Highly industrialised nations, for example USA, UK and Japan have generally low birth rates whereas in countries with limited industrial development have high birth rates. Newly industrialised countries lie somewhere in the middle with moderate levels of birth rate. There are many factors that are a cause of these variations in crude birth rate.

Women are a key factor to why there are varying birth rates. In some cultures and traditions, women are seen as worthless until they provide a child. In cultures where women have the choice to control their lives and regulate their birth rates, they do so through contraception or marrying at a later age. The World Fertility Survey shows that women with at least 7 years education, who work outside the home and who marry later show a reduction in fertility.

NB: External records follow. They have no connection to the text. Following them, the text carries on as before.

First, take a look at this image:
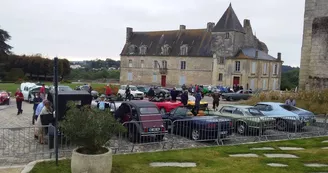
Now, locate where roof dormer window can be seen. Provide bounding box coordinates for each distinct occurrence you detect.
[139,45,147,55]
[180,44,188,56]
[161,44,171,55]
[129,44,138,55]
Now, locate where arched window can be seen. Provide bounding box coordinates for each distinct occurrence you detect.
[139,45,147,55]
[161,44,171,55]
[129,44,137,55]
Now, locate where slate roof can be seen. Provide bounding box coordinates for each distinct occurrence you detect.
[240,48,277,61]
[213,3,245,33]
[121,29,213,57]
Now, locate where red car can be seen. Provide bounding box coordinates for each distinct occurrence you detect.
[0,90,10,105]
[151,101,183,115]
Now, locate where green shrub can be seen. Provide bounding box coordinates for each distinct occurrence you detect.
[60,102,125,154]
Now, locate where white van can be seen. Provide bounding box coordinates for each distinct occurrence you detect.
[20,82,36,101]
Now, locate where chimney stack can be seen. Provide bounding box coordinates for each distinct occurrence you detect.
[126,27,133,42]
[207,22,215,32]
[180,25,186,30]
[277,52,281,61]
[244,19,251,28]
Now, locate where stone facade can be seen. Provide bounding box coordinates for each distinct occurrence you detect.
[299,0,328,89]
[120,5,282,90]
[120,56,213,86]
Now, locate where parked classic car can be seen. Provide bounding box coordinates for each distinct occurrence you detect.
[117,85,145,100]
[218,105,275,135]
[0,90,10,105]
[137,85,150,96]
[75,85,99,99]
[162,107,232,140]
[254,102,316,131]
[221,90,253,101]
[115,100,167,142]
[27,85,49,103]
[149,98,183,114]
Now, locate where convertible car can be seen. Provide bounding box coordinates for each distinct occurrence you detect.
[254,102,316,131]
[162,107,232,141]
[0,90,10,105]
[216,105,275,135]
[221,90,253,101]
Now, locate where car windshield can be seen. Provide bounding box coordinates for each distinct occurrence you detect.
[245,108,263,116]
[140,107,160,115]
[130,86,138,91]
[280,105,299,111]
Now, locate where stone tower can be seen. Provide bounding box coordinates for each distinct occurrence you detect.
[299,0,328,89]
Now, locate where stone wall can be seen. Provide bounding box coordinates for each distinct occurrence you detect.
[299,0,328,89]
[120,56,213,86]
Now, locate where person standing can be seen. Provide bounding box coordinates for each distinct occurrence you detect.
[147,87,155,100]
[88,83,93,94]
[35,101,52,144]
[15,88,24,115]
[195,90,202,115]
[212,92,220,111]
[181,91,189,106]
[40,84,46,100]
[171,87,178,102]
[105,84,112,98]
[32,93,42,125]
[285,96,296,106]
[125,85,131,101]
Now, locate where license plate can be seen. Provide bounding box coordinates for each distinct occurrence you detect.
[148,128,161,132]
[220,131,228,135]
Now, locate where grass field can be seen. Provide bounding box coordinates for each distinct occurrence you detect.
[0,82,110,93]
[31,137,328,173]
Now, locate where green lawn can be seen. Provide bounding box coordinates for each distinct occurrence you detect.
[0,82,105,93]
[31,137,328,173]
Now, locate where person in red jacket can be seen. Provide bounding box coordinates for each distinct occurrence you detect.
[105,84,112,97]
[15,88,24,115]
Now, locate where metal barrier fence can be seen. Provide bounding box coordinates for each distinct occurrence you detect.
[0,116,328,166]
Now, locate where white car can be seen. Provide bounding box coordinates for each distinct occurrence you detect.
[117,85,145,100]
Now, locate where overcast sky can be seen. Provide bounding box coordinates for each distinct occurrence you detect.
[0,0,305,66]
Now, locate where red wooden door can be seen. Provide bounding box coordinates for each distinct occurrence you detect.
[233,77,240,85]
[161,75,166,87]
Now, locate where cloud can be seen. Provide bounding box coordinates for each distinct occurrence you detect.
[0,0,305,66]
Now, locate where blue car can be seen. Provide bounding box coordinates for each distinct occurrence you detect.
[162,107,232,141]
[254,102,316,131]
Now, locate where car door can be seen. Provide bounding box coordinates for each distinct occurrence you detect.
[254,104,274,116]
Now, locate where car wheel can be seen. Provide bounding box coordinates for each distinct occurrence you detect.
[160,108,166,115]
[156,135,164,141]
[128,128,139,143]
[190,129,200,141]
[236,122,247,135]
[276,119,287,131]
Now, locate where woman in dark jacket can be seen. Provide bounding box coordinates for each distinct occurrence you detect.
[181,91,188,106]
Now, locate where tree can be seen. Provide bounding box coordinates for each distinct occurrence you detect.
[0,28,12,56]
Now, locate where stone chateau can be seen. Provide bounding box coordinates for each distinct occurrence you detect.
[299,0,328,90]
[120,4,283,90]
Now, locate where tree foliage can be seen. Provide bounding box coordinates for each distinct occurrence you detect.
[280,68,300,90]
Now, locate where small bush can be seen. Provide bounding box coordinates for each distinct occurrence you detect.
[59,102,125,154]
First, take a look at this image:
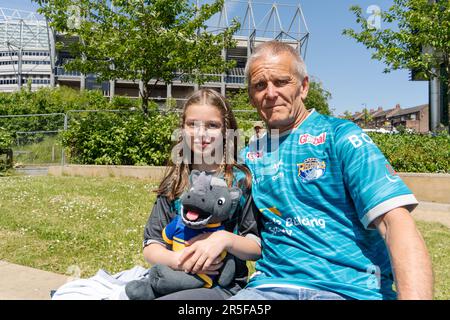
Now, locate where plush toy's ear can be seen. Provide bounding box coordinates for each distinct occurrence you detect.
[230,187,242,212]
[189,170,200,186]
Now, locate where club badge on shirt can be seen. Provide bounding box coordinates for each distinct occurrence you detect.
[297,158,327,182]
[298,132,327,146]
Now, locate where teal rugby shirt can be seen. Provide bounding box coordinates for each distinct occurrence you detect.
[241,110,417,299]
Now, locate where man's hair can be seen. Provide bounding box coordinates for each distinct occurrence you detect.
[245,40,308,83]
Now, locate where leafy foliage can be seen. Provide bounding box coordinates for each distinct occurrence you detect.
[305,81,331,115]
[343,0,450,125]
[369,132,450,173]
[63,112,179,165]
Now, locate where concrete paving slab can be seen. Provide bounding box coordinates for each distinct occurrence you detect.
[0,261,69,300]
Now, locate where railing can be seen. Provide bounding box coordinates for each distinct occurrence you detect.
[56,66,245,85]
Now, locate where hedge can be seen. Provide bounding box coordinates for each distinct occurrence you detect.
[369,133,450,173]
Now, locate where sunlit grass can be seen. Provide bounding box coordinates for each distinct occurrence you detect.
[0,176,450,299]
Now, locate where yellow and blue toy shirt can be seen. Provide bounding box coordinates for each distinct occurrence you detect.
[241,110,417,299]
[162,214,226,288]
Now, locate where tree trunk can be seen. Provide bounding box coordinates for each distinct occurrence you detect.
[139,80,150,116]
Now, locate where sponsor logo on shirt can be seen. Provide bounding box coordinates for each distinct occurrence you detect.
[386,163,400,182]
[247,151,263,161]
[297,158,326,182]
[298,132,327,146]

Another factor is the level of education and affluence because the more educated women are in terms of fertility and a method to prevent childbirth, the more likely a country is to be able to control its birth rate. This is proved by the Netherlands having a large percent of its women receiving secondary education, and consequently, they have a low birth rate. Other examples are the UK, Japan, Canada and Hungary.

        Religion plays a large part in contributing to crude birth rates. Many religions believe in a ‘Go forth and multiply’ statement regarding childbirth. Catholicism disagrees with sex before marriage and therefore encourages a later child bearing age for a woman for her to be in marriage. This then shortens the length of the time the woman can have children reducing the number of births each woman has. Religions also have different views to modern contraception and abortion and therefore this too affects birth rates of countries.

Third world governments do not have the resources or the commitment to provide health services, family planning services or modern contraception. As a result of this, the birth rates in LEDCs are still high whilst most MEDCs have a low birth rate due to their economic development. The W.F.S estimate that only 270,000,000 of the 900,000,000 couples in the world are using modern contraception and so it is understandable why there is such a rapid growth in the world’s population.

In less developed countries, children are seen as part of the work force and therefore sometimes contribute to the family through work as young as 3years old. This then results in a large number of births. In developed countries, there is a difference of opinion and women are seen as a financial burden. This is proved by the American survey that suggests the upbringing of a child costs around $100,000 and this results in a lower number of births.

Many countries have different government policies towards childbirth and children. Some encourage family planning and delayed first births whilst some have tried to increase the birth rate. China, for example, had a one child policy which has now been extended to two; however it still must be adhered to. The UK are pro-natalist as they have child benefits taxes and are allowing longer maternity leaves, as well as introducing the option of the mother returning sooner and the father having some paternity leave. France is also pro-natalist as they have encouraged child birth, as are Hungary, who banned access to contraception and abortion in attempt to increase birth rate.

Infant and child mortality are also another cause of variation in the crude birth rate.Infant Mortality is when an infant dies before it reaches the age of 1 and child mortality is when a child dies before the age of 5. In some LEDCs, as both of these mortality rates are high, parents make up for this by increasing the number of children they have.

Finally, modernisation and economic development are a major factor that has a large influence on crude birth rates. The adoption of western lifestyles can lead to traditional practices being forgotten about when it comes to childcare and marriage. An example of traditions wearing off is in African societies, couples used to delay sexual relations however it is breaking down and resulting in an increase in fertility for example, in Kenya.